As Grutas de Toirano são um complexo cársico na província de Savona que te transporta para um mundo subterrâneo de rara beleza. Com uma temperatura constante de 16°C, são perfeitas para uma visita em qualquer estação. O percurso guiado de aproximadamente um quilómetro vai-te fazer descobrir:

• A Sala dos Mistérios com as suas concreções calcárias que parecem esculturas naturais
• As pegadas humanas pré-históricas conservadas na lama há mais de 12.000 anos
• O esqueleto do urso das cavernas perfeitamente conservado num nicho
• O Lago dos Cristais que reflete as estalactites como num espelho

Copertina itinerario Grutas de Toirano: uma viagem no tempo entre estalactites e ursos das cavernas
As Grutas de Toirano, na província de Savona, oferecem um percurso subterrâneo entre formações calcárias milenares e pegadas de homens pré-históricos. Visita guiada de 70 minutos através da Gruta da Bàsura e da Gruta da Bruxa.

Informações importantes


Introdução

Descer às Grutas de Toirano é como entrar num livro de história natural que se folheia caminhando. Não é apenas uma visita espeleológica, é uma experiência que nos faz sentir pequenos perante o tempo. A primeira coisa que impressiona é a humidade que envolve e o silêncio quebrado apenas pelo pingar da água, que ao longo de milénios esculpiu estalactites e estalagmites de formas incríveis. O percurso guiado de 70 minutos leva-nos através da Gruta da Bàsura e da Gruta da Bruxa, duas cavidades ligadas que guardam tesouros diferentes: de um lado as formações calcárias mais espetaculares, do outro os vestígios deixados pelo homem pré-histórico e pelo urso das cavernas. Recordo especialmente a Sala dos Mistérios, com aquelas concreções que parecem drapeados de mármore. É um lugar que fica connosco, húmido e antigo.

Breve história

Estas grutas nem sempre foram acessíveis como hoje. A sua história turística é recente, mas o seu passado é muito longo. A descoberta mais marcante ocorreu em 1950, quando alguns rapazes da aldeia encontraram a entrada da Gruta da Bàsura, até então conhecida apenas localmente.
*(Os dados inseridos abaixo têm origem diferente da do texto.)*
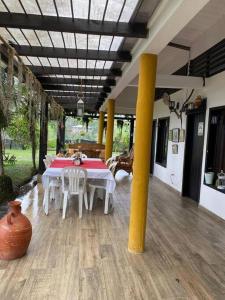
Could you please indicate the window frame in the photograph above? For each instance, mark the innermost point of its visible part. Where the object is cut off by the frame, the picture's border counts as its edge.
(164, 163)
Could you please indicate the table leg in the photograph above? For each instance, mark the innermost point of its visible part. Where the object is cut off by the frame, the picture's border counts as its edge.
(106, 210)
(46, 197)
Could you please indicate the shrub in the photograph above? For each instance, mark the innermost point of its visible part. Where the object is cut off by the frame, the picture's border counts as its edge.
(6, 188)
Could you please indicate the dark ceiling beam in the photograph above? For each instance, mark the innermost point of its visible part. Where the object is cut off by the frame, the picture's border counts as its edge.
(73, 99)
(61, 87)
(65, 93)
(179, 46)
(120, 56)
(38, 70)
(53, 80)
(62, 24)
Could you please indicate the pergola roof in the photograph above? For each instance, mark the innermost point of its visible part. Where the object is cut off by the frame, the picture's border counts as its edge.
(67, 43)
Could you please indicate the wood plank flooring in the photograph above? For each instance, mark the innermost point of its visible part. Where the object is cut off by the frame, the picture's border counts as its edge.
(88, 258)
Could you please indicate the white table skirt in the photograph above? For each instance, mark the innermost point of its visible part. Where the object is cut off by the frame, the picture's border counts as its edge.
(101, 175)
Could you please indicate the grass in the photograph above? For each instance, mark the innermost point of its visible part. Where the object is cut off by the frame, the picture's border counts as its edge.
(22, 170)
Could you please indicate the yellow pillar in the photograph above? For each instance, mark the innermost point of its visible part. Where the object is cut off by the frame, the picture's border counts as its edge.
(100, 127)
(109, 128)
(144, 116)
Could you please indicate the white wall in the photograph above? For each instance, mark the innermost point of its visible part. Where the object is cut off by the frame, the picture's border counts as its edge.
(173, 173)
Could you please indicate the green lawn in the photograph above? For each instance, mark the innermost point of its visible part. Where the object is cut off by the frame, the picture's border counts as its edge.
(22, 170)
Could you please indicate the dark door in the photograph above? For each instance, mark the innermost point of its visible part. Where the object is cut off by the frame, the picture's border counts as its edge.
(153, 147)
(193, 155)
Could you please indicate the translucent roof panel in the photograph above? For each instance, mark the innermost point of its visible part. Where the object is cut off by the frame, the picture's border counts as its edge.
(44, 38)
(81, 41)
(128, 10)
(69, 40)
(64, 8)
(63, 62)
(2, 7)
(53, 62)
(57, 39)
(93, 41)
(30, 7)
(115, 10)
(116, 43)
(97, 9)
(47, 7)
(18, 36)
(31, 37)
(80, 8)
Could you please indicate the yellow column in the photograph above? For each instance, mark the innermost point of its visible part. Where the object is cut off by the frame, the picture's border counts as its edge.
(100, 127)
(144, 116)
(109, 128)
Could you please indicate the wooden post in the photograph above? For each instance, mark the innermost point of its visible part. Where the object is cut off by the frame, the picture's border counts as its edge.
(109, 128)
(131, 134)
(143, 132)
(1, 154)
(60, 143)
(43, 147)
(100, 127)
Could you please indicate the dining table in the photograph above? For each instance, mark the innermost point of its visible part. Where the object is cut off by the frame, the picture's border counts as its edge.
(97, 172)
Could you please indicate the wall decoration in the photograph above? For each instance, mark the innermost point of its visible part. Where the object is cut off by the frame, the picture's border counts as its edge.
(182, 135)
(170, 135)
(200, 128)
(175, 135)
(175, 148)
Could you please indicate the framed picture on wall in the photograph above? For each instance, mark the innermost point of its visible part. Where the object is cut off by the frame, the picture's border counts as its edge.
(175, 135)
(182, 135)
(170, 135)
(175, 148)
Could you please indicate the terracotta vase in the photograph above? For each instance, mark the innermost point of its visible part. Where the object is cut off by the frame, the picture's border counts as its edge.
(15, 233)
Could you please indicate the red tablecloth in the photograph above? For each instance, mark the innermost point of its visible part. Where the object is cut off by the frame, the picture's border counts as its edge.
(87, 164)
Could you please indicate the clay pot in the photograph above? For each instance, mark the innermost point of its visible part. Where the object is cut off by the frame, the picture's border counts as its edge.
(15, 233)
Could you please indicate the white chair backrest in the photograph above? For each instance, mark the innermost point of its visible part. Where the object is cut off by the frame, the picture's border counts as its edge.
(47, 163)
(49, 158)
(77, 179)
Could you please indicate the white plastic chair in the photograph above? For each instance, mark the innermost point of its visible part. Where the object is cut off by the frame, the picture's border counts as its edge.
(47, 163)
(77, 178)
(92, 188)
(54, 186)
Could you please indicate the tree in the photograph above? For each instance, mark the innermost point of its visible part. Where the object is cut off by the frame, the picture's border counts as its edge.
(18, 129)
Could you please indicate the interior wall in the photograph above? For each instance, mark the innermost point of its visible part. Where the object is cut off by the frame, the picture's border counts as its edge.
(173, 174)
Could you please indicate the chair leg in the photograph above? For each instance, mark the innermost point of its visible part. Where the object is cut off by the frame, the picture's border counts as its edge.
(81, 195)
(106, 210)
(65, 200)
(85, 200)
(92, 193)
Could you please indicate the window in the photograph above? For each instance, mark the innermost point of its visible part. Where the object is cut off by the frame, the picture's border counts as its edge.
(162, 141)
(215, 160)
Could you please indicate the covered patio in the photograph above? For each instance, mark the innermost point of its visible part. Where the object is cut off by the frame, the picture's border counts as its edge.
(88, 259)
(159, 66)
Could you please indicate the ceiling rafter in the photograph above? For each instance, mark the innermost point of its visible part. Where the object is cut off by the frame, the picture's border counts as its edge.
(73, 88)
(38, 70)
(78, 81)
(76, 93)
(63, 24)
(120, 56)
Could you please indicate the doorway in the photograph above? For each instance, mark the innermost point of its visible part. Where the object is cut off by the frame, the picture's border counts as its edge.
(193, 155)
(152, 161)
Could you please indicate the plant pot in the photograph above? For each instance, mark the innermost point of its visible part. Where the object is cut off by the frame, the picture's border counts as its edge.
(209, 177)
(15, 233)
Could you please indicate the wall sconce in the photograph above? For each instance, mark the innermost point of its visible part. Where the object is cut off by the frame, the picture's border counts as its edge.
(173, 106)
(80, 108)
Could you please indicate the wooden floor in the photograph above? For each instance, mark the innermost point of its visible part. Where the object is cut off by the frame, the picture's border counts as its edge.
(88, 258)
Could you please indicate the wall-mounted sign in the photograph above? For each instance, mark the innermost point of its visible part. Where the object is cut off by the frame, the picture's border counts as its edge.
(200, 128)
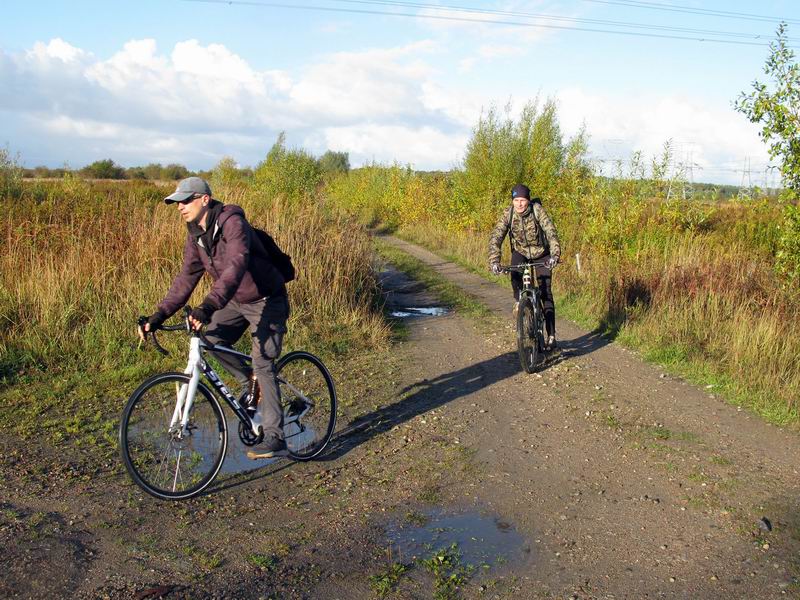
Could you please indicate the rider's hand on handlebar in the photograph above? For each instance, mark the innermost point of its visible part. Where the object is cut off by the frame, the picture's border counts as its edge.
(148, 324)
(201, 315)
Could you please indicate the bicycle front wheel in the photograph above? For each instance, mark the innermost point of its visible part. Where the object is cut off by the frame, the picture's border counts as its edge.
(308, 399)
(527, 344)
(166, 462)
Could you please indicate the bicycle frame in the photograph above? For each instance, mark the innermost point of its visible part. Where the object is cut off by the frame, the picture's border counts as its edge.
(194, 367)
(197, 365)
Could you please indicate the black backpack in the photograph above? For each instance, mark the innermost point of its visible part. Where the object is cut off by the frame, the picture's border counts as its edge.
(279, 259)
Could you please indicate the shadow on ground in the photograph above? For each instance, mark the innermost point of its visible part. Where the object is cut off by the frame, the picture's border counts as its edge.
(422, 397)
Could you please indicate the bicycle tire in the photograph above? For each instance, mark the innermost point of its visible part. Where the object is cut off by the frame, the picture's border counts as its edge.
(527, 344)
(154, 457)
(302, 376)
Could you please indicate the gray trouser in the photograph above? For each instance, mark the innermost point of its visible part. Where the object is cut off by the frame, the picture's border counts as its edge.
(266, 320)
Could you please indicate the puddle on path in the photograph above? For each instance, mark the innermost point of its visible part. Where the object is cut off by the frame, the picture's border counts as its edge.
(405, 312)
(236, 460)
(482, 540)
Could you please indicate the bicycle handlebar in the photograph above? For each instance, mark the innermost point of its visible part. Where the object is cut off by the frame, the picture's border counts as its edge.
(187, 310)
(521, 266)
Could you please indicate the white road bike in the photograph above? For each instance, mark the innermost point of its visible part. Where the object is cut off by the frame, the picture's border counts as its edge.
(173, 434)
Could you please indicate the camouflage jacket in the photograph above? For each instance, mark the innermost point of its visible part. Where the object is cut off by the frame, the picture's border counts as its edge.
(525, 233)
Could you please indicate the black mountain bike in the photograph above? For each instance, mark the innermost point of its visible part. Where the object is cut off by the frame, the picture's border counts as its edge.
(173, 434)
(531, 334)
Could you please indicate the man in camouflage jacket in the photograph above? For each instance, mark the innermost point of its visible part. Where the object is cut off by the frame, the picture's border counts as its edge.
(533, 237)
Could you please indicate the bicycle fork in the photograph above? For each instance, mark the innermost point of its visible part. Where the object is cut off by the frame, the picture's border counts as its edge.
(185, 392)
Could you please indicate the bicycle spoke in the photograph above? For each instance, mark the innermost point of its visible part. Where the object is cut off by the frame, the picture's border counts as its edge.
(309, 404)
(165, 462)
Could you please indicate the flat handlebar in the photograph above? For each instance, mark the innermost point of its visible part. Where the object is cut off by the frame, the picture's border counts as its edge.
(187, 310)
(521, 266)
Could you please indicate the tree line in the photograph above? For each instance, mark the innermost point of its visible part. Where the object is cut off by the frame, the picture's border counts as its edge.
(329, 162)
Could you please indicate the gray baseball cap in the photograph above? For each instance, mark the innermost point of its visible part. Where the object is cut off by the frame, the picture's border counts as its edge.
(187, 188)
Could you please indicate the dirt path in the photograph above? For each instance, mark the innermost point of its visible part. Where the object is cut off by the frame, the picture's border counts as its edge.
(633, 484)
(452, 474)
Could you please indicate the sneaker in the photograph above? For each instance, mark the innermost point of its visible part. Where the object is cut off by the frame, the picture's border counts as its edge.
(552, 344)
(271, 448)
(258, 428)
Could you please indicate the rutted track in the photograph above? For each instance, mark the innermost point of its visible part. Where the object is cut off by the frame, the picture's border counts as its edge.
(634, 483)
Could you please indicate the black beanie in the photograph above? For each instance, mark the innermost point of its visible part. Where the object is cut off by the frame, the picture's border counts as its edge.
(520, 190)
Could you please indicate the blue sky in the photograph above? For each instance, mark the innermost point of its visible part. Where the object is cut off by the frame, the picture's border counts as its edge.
(192, 81)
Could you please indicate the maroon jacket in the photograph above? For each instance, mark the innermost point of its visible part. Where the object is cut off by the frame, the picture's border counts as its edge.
(238, 273)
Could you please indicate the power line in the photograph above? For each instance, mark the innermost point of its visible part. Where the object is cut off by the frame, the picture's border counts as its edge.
(696, 11)
(319, 8)
(530, 15)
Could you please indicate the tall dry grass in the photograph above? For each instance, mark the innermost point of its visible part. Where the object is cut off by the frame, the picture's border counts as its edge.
(691, 284)
(82, 260)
Lá dentro, os espeleólogos encontraram pegadas humanas e de animais perfeitamente conservadas na lama fossilizada, com mais de 12.000 anos. Imagine: pegadas de crianças da Idade da Pedra a brincar, e as majestosas pegadas dos ursos-das-cavernas, extintos há milénios. A Gruta da Bruxa, por outro lado, já era conhecida desde o século XIX, mas apenas como uma curiosidade local. Hoje, as duas estão unidas num único percurso, estudado e equipado para nos permitir caminhar onde os nossos antepassados passaram.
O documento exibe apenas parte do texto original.